Season passes are also an insurance policy for resorts, since they’re typically sold before anyone can really know if the snow will be good or bad in a given year.

Belin attributes the increases in ticket prices over time to inflation as well as the sheer cost of operating a ski resort. After all, he said, it’s not like much of the work at ski areas is truly automated, meaning that they need manpower, which costs money.

Supply and demand is also a factor – especially in a state that’s growing as much as Colorado, where resorts often experience long lift lines and overcrowding inside common areas. Cheaper tickets would exacerbate this issue, Belin said.

 “One of the defining characteristics of moving to Colorado is you gotta hike a 14er, you gotta visit a marijuana shop, and you’ve got to ski,” Belin said. “The people who move to Colorado are definitely driving this popularity, not only when you look at the Interstate 70 traffic, but also the peaks in the number of skier days that are happening at the popular resorts.”

Melanie Mills, the president of Colorado Ski Country USA, said the state hosts 22 to 24 percent of skier visits in the U.S. each year. Those skiers are from every demographic, with in-state visitors being a little younger than the ones coming from across the country and internationally. 

"Younger skiers are more plentiful in terms of raw numbers, but they ski fewer days than older skiers, who have more leisure time," she wrote in an email to 9NEWS. 

The price of a daily lift ticket, Mills said, isn't a factor in attracting skiers to Colorado. Anyway, Mills said most tickets are priced dynamically and skiers can easily shop. 

Sites like Liftopia offer lift tickets at an often steep discount, and the rising costs for non-pass holders have proven beneficial for smaller resorts.

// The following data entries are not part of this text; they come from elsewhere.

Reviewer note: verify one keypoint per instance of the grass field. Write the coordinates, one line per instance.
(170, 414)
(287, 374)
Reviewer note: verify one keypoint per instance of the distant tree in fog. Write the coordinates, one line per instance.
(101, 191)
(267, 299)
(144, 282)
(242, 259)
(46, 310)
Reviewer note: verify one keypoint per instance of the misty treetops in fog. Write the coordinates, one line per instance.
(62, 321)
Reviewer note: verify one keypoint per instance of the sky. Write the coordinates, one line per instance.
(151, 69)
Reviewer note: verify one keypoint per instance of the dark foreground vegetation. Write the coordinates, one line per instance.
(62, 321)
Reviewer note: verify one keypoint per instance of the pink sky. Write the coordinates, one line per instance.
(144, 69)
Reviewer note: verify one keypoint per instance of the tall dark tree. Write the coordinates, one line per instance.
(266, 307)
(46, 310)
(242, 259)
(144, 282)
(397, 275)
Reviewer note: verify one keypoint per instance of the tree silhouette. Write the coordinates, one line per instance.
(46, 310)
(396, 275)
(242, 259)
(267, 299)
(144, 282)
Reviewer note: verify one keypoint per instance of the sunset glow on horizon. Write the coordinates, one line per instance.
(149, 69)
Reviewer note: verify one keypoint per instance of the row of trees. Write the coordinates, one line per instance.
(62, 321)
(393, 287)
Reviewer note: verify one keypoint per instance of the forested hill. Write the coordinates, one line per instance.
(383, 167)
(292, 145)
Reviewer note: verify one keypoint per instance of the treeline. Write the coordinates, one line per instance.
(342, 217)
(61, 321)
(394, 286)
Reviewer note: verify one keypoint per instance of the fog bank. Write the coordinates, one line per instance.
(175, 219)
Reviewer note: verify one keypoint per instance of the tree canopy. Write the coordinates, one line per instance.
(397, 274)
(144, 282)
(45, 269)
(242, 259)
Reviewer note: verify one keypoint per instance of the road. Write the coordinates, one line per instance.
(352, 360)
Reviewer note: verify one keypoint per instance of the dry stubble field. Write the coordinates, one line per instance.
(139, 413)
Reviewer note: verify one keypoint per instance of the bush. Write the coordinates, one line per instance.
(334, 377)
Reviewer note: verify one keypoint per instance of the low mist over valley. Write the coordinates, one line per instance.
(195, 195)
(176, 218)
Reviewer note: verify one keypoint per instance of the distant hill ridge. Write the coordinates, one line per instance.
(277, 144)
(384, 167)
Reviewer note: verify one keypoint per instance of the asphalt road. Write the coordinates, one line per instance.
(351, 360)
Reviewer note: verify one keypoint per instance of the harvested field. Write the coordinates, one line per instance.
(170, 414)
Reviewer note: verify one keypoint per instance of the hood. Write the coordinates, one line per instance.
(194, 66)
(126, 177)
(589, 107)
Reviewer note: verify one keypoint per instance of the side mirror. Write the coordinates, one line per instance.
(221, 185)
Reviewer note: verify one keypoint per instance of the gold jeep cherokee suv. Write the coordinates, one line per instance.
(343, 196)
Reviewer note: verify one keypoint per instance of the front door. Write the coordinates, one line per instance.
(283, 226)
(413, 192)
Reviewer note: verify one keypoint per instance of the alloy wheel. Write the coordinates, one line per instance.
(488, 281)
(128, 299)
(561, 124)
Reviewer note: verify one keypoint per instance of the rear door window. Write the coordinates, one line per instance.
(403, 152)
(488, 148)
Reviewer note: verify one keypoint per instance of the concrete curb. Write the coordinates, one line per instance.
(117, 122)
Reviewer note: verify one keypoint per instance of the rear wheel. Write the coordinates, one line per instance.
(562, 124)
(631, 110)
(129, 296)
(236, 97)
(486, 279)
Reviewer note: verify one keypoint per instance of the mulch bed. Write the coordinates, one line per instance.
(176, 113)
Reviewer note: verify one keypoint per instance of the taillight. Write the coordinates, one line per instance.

One example is Snowy Range, a ski area with only five lifts near Laramie, Wyoming. Belin said more people on the Front Range are opting to ski here – where a one-day adult lift ticket is less than $50 – instead of the “name-brand” places on I-70.

“We’ve definitely seen bigger groups than we have in past years,” said Ellie Southerland, the director of marketing operations for Snowy Range.

This hasn’t led to the overcrowding Belin has talked about … yet, Southerland said. She did have to wait in a lift line once, though.

“It was one weekend, and I waited like a minute,” Southerland said. “It was probably like 30 seconds, because I don’t wait in lift lines.”